From the full paper:
Alternatively, high‐fat feeding promotes overfeeding and a positive fat balance. The surplus of fat is mainly stored in adipose tissue but also in non‐adipose tissue such as skeletal muscle. In this respect, the increase in IMCLs on a high‐fat diet could also simply be seen as an excessive storage of a surplus of circulating FAs. In that respect, it is interesting to note that obese subjects are characterized not only by increased adipose tissue but generally also by increased plasma lipid concentrations and by high IMCL content and low fat oxidative capacity (28). Additionally, in obese subjects with normal fat oxidation, IMCL content was normal too (99). This further suggests that the increase in IMCLs may be simply due to a mismatch between delivery to and oxidative capacity of skeletal muscle.
I don’t agree with the statement that high-fat feeding promotes overfeeding, at least not in the context of a low carb/keto diet, though it seems to be a common misconception outside the low carb community.

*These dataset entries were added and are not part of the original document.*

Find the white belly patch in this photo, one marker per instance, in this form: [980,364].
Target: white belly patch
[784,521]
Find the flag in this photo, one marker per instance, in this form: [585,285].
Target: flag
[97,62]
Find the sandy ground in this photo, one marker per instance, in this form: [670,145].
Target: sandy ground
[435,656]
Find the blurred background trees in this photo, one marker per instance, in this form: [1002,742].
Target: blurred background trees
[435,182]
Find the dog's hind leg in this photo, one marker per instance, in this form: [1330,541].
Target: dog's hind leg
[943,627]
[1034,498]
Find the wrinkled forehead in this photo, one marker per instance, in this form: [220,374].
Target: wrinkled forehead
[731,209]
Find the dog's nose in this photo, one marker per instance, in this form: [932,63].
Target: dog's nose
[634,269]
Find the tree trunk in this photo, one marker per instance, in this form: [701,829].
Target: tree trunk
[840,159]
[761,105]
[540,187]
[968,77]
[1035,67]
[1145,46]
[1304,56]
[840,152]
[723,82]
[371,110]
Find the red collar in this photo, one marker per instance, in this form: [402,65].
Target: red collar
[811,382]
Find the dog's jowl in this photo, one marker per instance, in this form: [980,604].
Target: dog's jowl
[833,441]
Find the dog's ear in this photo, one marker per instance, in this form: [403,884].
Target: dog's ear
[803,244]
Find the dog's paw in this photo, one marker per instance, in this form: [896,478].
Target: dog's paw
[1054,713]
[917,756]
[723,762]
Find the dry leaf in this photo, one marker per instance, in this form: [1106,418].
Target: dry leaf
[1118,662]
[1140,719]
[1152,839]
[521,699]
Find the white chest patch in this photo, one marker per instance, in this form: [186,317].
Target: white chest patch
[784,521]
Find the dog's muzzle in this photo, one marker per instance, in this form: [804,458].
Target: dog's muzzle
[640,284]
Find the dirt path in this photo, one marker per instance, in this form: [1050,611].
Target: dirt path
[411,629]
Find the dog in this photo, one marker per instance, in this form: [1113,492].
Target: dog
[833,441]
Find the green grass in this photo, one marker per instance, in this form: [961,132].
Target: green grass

But if you are overeating and gaining fat some of that fat will end up in your muscles. And if you are sedentary that fat will accumulate and eventually cause trouble. What this paper didn’t go into is that it is high blood triglycerides that promotes fat uptake in muscle. Eating fat does spike triglycerides just as eating sugar spikes blood glucose. Overeating sugar chronically also raises fasting triglyceride levels. Get it high enough such as seen in metabolic syndrome and type 2 diabetes and you will still drive fat into muscle even if you aren’t “over eating fat”.